Le statistiche di vendita pubblicate da tantissimi, giornali, blog, portali e-commerce, ci dicono che gli italiani e non solo loro, non potendo uscire di casa hanno rivolto la loro attenzione all’unica “via d’uscita” che avevano in casa dall’inizio di marzo e fino ad oggi e cioè internet.

Dopo questo enorme periodo di chiusura o riduzione delle attività, come ne vengono fuori le aziende che sono state chiuse e che dal 4 e/o nelle settimane successive dovranno ripartire?

In questo periodo è chiaro che i marketplace l’hanno fatta da padrone, coloro i quali avevano già un ecommerce avviato e in grado di vendere lo hanno fatto abbastanza bene. Ma come ne vengono fuori coloro i quali come filiera di vendita avevano solo dei distributori e coloro i quali basavano i propri incassi solo sul proprio negozio e attività fisica?

Secondo me è su di loro, anzi con loro, che bisogna concentrarsi per capire come affrontare la fase 2 partendo da un presupposto o da un assunto:

  • Gli italiani, anche quelli più restii a utilizzare la rete per risolvere i propri problemi quotidiani in questo periodo, gioco forza, hanno superato questo tabù e, pur se non continuando, una volta usciti di casa a comprare con lo stesso ritmo on line, cominceranno per forza di cose ad utilizzare la rete, magari provando qualche disagio a comprare sui portali dei grandi player e non trovando di fronte a sé, nell’acquisto, la sorridente espressione del proprio commerciante di fiducia.

Ma che si fa?

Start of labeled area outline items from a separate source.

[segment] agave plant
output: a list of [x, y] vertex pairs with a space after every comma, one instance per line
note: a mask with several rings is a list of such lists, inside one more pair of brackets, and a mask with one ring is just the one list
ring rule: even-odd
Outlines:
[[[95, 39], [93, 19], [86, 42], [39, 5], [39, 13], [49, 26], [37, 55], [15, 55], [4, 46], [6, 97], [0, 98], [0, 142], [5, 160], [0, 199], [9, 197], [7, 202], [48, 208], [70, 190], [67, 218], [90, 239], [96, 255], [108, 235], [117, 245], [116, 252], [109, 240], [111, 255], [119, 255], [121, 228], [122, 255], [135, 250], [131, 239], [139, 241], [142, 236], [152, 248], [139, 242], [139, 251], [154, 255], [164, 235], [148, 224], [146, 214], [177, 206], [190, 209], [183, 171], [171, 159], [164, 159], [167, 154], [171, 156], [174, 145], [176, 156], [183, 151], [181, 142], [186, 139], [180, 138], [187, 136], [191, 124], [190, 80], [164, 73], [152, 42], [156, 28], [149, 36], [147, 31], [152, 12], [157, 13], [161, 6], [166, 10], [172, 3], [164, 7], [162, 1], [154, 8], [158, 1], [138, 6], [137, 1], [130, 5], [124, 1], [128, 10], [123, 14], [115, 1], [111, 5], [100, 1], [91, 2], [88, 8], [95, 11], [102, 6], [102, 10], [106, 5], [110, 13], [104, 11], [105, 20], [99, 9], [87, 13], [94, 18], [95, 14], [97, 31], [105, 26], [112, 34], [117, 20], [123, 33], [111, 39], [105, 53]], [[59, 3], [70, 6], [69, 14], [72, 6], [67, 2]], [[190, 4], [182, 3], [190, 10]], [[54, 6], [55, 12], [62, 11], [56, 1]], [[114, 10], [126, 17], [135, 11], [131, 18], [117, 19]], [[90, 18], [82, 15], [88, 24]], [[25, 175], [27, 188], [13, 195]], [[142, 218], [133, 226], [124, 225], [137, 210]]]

Chi ha un’attività si deve piegare all’ineluttabile e deve abbandonare il campo ? Si deve buttare con tutte le sue forze nella nuova avventura on line?

Quindi, cosa si deve fare?

E’ un concetto che proverò a sviluppare anche in post e interventi successivi a questo ma secondo me:

  • Il negoziante deve oggi affacciarsi alla rete, deve aprire il suo canale e-commerce, ma lo deve fare con quella che è la sua proposta di valore, a mio avviso:
    • Il suo sorriso e la sua disponibilità: sempre rassicuranti verso i propri clienti
    • La sua stretta di mano: cioè quella capacità di ispirare sempre e comunque quella fiducia che stata la sua arma vincente nel corso degli anni passati.

Cosa vuol dire tutto ciò? Vuol dire che:

  1. Deve diventare punto di riferimento sulla rete “come negozio di vicinato”, dove per “vicinato” oggi intendo più quello della vicinanza morale nei confronti del cliente (il famoso sorriso) che quello della vicinanza fisica (vicinanza a casa).
  2. Non è detto che tutta la vendita debba concludersi on line: si potrebbe concludere al momento della consegna, presso il cliente, o al momento della consegna presso il punto vendita (la famosa stretta di mano – sicuramente virtuale al momento)

In pratica c’è da reinventarsi senza arrendersi, c’è da pensare al futuro, come un futuro certamente difficile (specialmente nell’immediato), ma che se affrontato con i giusti approcci può aprire anche nuove strade al business.

Un piccolo cenno, ma il tema è enorme… In questo periodo per certi versi è il saltato l’anello della catena distributiva per le aziende che producono: alcune si sono fermate (quelle che dovevano), altre hanno cominciato a vendere direttamente ai consumatori… Un tema scottante che certamente farà parlare di sé sia tra i produttori che tra i distributori.  Se vi va ne parleremo.